L’Amore ha a che vedere con la felicità e con la gioia, e solo un amore autentico puo’ avere il timbro della felicità e della gioia, è un attimo di eternità.
Può darsi che l’amore (non mi piacciono le maiuscole) possa avere i caratteri che gli attribuisci, ma il papa parlava del matrimonio e le due cose hanno rapporti molto complessi, e soprattutto storicamente determinati.
Comunque l’amore di cui parli è un concetto, una ipotesi e non qualcosa che abbia avuto cittadinanza riconosciuta in qualche momento della nostra storia.
Quanto al sentimento di precarietà che caratterizzerebbe l’odierna società liquida, credo abbia caratterizzato quasi sempre il destino dell’uomo, salvo forse qualche decennio nel periodo dello sviluppo economico del secondo dopoguerra del mondo occidentale.
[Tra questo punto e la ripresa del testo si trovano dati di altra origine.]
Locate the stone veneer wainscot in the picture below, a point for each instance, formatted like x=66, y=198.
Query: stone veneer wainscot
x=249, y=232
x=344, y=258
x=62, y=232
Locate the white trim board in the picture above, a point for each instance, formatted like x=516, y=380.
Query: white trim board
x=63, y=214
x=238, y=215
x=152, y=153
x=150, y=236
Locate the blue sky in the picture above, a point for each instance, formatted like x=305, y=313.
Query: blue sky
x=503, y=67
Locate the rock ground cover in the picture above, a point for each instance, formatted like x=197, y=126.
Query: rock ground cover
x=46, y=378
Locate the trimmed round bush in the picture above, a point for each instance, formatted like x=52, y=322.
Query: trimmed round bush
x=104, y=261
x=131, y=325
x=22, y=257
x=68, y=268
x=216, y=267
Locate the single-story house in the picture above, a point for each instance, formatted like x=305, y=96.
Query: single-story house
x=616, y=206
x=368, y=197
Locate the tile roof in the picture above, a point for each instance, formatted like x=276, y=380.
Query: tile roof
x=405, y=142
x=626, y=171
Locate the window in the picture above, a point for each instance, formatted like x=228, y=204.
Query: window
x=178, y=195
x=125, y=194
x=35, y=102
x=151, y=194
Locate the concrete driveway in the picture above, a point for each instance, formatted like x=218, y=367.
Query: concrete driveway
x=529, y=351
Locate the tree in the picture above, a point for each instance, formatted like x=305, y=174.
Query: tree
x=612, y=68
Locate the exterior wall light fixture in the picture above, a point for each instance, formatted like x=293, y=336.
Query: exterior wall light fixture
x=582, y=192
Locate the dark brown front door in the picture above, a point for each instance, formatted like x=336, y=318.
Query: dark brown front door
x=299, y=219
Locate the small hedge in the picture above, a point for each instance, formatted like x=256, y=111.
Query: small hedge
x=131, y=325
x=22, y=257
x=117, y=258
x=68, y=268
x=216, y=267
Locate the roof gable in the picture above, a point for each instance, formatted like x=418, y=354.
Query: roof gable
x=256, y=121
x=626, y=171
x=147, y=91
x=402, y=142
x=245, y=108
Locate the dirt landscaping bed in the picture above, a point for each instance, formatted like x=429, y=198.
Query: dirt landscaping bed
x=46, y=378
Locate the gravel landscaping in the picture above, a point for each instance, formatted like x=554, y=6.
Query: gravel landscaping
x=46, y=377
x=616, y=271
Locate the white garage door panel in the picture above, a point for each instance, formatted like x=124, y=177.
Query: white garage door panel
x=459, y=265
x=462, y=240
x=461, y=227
Forse siamo stati fortunati a vivere quei decenni, ma non era il punto di arrivo della storia.
E in ogni caso non esistono attimi di eternità; solo l’attimo può avere i caratteri dell’eternità e solo in quell’attimo l’amore può essere eterno.
Probabilmente l’unica possibilità umana di fare esperienza di qualcosa di assoluto ed eterno, o almeno di averne l’idea, l’ombra, la traccia, risiede nelle relazioni con le persone amate. Questo non rende salda la provvisorietà della nostra esistenza, non offre appigli di verità assoluta né può farlo trattandosi semmai di sentimenti personali fondati sul desiderio di eternità, di non mutevolezza di ciò che dà senso alla nostra vita. Inoltre esiste anche un senso di eternità nel ricordo, nella memoria che rievoca persone amate non più presenti, le pone nuovamente alla nostra attenzione nella loro interezza e, in qualche modo, permette di ricordare l’amore provato. Questo non ha nulla a che fare con le parole di Francesco, ma sono considerazioni che credo possano essere condivise da credenti, non credenti e uomini ancora alla ricerca.
Credo però ci sia un problema teorico insormontabile. La non mutevolezza implica la non temporalità e anche tutta la vita sta nel tempo e quindi nel provvisorio. L’unica traccia di eternità che posssiamo immaginare è l’istante indivisibile.